NIU alumnus returns to DeKalb with published poetry book

By Jerene-Elise Nall

DeKalb has yielded many great things, including writers.

Gary McDowell, a 2003 graduate of NIU, will be reading in the Fellowship Hall at the First Congregational Church’s, 615 N. First St. at 7:30 p.m on Saturday with fellow poet Chad Sweeney. Both authors will sell copies of their books and will be available to talk afterwards.

Dekalb Scene got the chance to speak with McDowell about his upcoming reading, his newest collection of poetry and his time as a student here at NIU.

Northern Star: You’re reading here on Saturday. I know you have a couple different collections, is there going to be a specific one you’ll be reading from?

Gary McDowell: I’m going to be reading from American Amen, it just came out this fall– about a month ago. I’m actually reading with poet Chad Sweeney. He’s celebrating the release of his new book, as well. His book is called Parable of Hide and Seek. That’s his new one. This is his fourth or fifth book now.

NS: Is there any specific topic you’re trying to focus on for the reading? Does your collection of poetry focus on anything in particular?

GM: There’s a couple major themes– I guess you can call them– that run through the book. I write a lot about fatherhood, both from the perspective of a son and a father. Also, I spent a lot of time in northern Wisconsin as a child fishing, so there’s some aspects of that in there. It’s a pretty wide-ranging thematic collection, but those are two of the major things.

NS: I know that you have some previous publications. You have a book out called They Speak of Fruit. Is there anything else?

GM: There’s that one, and there’s a book called The Blueprint, like the Jay-Z album, which I didn’t know about at the time [laughs]. And I also edited a collection called The Rose Metal Press Field Guide to Prose Poetry. It’s a collection of essays that I edited with a colleague of mine about the prose poem, which is a form of poetry written in sentences and paragraphs instead of line breaks like traditional poetry. We edited a collection of essays on it from writers all over the country.

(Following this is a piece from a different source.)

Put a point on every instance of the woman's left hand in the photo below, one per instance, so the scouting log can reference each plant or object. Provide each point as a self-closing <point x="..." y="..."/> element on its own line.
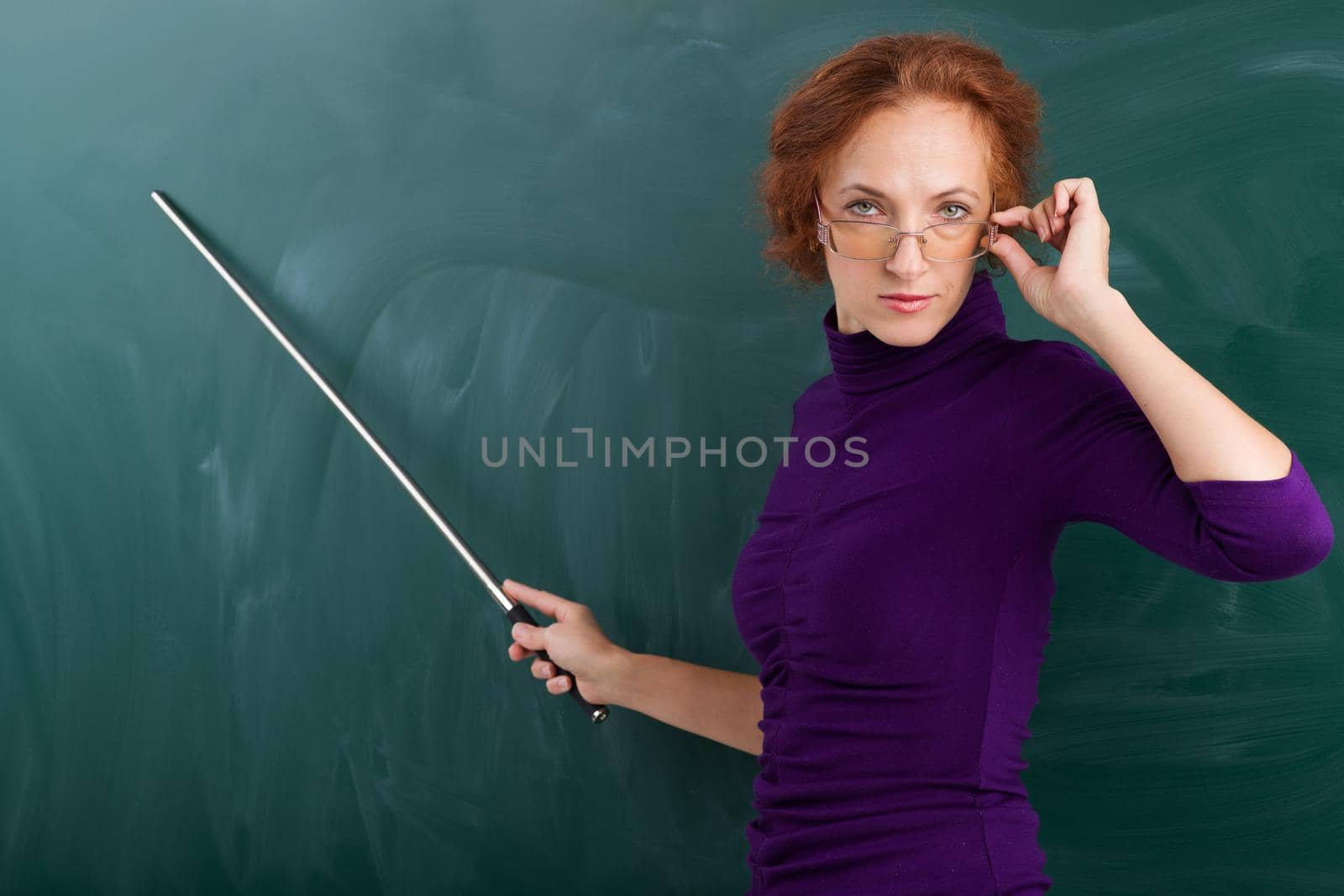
<point x="1079" y="289"/>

NS: What was your experience in your major like at NIU, and what have you done with your degree since graduating aside from being published?

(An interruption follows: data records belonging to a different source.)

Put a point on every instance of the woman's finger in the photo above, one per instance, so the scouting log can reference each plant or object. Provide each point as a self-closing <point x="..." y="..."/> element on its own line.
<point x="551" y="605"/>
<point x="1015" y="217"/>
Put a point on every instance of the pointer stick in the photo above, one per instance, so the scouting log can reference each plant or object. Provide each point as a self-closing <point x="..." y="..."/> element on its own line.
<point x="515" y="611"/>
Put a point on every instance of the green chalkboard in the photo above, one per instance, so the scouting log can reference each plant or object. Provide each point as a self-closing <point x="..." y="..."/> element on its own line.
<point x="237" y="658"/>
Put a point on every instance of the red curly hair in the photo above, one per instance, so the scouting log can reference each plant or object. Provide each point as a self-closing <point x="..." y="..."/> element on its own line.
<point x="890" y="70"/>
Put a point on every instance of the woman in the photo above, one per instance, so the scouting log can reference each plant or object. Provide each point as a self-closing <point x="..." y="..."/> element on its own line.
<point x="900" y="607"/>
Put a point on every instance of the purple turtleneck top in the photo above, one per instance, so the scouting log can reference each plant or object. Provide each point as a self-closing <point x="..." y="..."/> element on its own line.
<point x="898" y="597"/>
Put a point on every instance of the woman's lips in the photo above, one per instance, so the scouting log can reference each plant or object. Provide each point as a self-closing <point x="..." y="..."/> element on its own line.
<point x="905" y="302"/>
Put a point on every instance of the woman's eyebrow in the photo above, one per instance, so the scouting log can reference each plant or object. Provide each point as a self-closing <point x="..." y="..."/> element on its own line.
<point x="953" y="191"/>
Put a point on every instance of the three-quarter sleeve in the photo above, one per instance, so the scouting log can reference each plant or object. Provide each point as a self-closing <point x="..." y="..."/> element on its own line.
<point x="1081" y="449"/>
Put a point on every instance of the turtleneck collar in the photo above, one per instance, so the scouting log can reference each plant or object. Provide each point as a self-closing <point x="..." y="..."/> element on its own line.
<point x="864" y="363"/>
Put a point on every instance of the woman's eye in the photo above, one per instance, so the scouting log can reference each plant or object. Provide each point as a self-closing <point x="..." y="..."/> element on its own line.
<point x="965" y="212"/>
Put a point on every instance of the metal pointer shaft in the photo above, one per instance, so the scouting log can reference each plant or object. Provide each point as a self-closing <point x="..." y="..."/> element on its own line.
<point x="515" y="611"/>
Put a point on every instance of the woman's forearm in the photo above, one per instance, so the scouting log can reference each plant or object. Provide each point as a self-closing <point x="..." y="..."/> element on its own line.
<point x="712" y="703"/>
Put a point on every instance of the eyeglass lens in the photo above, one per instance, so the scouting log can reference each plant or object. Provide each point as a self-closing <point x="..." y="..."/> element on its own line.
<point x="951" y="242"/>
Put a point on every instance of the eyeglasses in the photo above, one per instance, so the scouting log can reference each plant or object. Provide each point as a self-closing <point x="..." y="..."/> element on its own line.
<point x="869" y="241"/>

GM: My time at Northern was extremely formative. I was able to take a wide range of classes. Dr. Amy Newman, she’s a mentor of mine, and now a very good friend. She wrote a blurb for American Amen and she’s been extremely amazing both in my time at Northern and since graduating, both as a friend and mentor. I’m deciding to pursue education as a career, that’s what I’d ultimately like to do, besides write. But [laughs], there’s no money in poetry. That’s what I do for love. I teach for love, too, I just adore being in a classroom. And those teachers at Northern are why I love it so much. They were so incredibly important to me.

NS: What would you say writing does for you? Is it a release? Is it something that you have to do? What is it for you?

GM: It’s as much a therapy for the soul as it is for the mind. I feel like, if I go a few days without writing, which happens all the time, I feel very uneasy. I have to do it. It’s therapeutic in the way that I have to enter another world sometimes to understand the one I’m living in now.

NS: Any advice for English majors here at NIU, or for writers that would like to get published?

GM: As far as writers at NIU– utilize the incredible faculty there. I’m being completely honest, I don’t remember ever having a negative experience with a faculty member or the Department of English at all. What I always tell my own students, my college-level poetry students, is just read. Read voraciously. Read everything. You should be reading 10 times more than you’re writing. Everything from the classics like Shakespeare and Homer to stuff that’s being published now by up-and-coming poets. It’s extremely important to just read and learn about what’s being done out there so that you can participate in the conversation about poetry across time and space. Basically, just read.